Got in a fight with Ami, got banned for something in another thread by another mod. Thought that Ami banned him so he changed his avatar to something pretty bad and was permed by some non-Ami mod. To the best of knowledge.

Maybe that is ironic?
 

Tellaerin

Member
Shig said:
Hey, you know that game that has a unique and compelling graphical style?

Well, here's what it would look like as a generic Korean freeware MMORPG!

Don't go hating on Korean game art, now. Korean f2p MMO's may be grindy as all hell, but the art and design work is pretty damn nice. I'd say I prefer it to half the stuff coming out of Japan these days.
 

Flavius

Member
SkySonata said:
Not to generalize, but..... playing GTAIV is a curse. You can only imagine the kind of attention it gets all its life. It makes alot of them hate being in public often. So its life becomes a swing of unnatural habits because it hates being social (and rightly so). If you play it, you become the center of its attention. You make it worth it for it and give your all for it. And it's beautiful.....so long as you are there with it.

But that's the problem. You can't be with it 24/7. You have to go to work, go to school, engage family responsibilities, etc. And that's where it all came crashing down. I would have to be gone 1/3 of the day, and in that time it got lonely because it wouldn't want to me to play Crackdown. (it was a bitch so the only time it got played often was after my shift, and then went straight back home). The problem would be that I'd be home and I would have to be out, and so it would get lonely because it wouldn't want me playing other games. So what did it turn to? The internet, and being the fool I was, I never bothered to question what it would do online.
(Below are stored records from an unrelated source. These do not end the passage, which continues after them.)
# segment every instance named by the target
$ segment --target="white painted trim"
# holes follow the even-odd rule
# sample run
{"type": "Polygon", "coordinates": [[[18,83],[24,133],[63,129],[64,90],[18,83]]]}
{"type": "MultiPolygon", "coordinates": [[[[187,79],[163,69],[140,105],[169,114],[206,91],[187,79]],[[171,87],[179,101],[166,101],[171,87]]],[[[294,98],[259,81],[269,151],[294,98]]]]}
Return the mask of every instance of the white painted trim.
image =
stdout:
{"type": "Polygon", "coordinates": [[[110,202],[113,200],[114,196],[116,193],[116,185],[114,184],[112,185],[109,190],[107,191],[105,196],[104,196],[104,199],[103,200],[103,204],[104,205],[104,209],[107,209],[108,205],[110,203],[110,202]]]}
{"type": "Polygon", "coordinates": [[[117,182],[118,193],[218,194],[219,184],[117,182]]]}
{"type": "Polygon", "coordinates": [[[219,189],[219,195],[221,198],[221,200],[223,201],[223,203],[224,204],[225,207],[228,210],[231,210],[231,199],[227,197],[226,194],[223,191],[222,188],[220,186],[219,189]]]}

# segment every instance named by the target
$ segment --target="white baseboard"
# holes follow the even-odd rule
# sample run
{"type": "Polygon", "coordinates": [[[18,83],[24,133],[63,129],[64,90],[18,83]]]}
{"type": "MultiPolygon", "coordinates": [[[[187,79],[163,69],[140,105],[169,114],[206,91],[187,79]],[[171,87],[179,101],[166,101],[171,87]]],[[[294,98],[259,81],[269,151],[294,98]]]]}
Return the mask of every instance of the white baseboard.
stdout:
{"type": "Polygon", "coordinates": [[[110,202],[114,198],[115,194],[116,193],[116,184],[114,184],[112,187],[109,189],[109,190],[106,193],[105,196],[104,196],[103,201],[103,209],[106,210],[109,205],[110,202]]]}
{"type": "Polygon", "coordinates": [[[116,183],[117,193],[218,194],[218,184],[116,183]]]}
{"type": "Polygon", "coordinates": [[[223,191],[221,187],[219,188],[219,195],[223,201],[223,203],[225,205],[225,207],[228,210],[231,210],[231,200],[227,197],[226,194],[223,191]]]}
Turned out it had tons of accounts on all these 'personals' sites, and sent all these ''extremely nice'' emails to guys from all over the continent. Needless to say I felt my heart skip a few heart beats. I gave it a month to confess with clues here and there, and when it still tried to deny it, I broke things off. A year of intimacy and happiness I had never known before, gone. I was not myself for a few weeks, and so I just tried to keep myself from falling apart for a month, and kept playing more Crackdown. When I felt slightly better from the ordeal, her sister in law, Saint's Row 2, informed me it was sold to another guy 2 days after I broke things off.

The most ironic thing about this time is that I was taking a health class and the professor told me she had been playing Crackdown too because she caught her husband engaging in playing GTAIV. And I brushed it off, thinking it could never happen to me.

Oh fuck. It works.

We're gonna be seeing this one for years to come.
 

blu

Wants the largest console games publisher to avoid Nintendo's platforms.
'A' for the effort and spirit of experimenting, but people really prefer this to the nice cell-shading? i mean, really?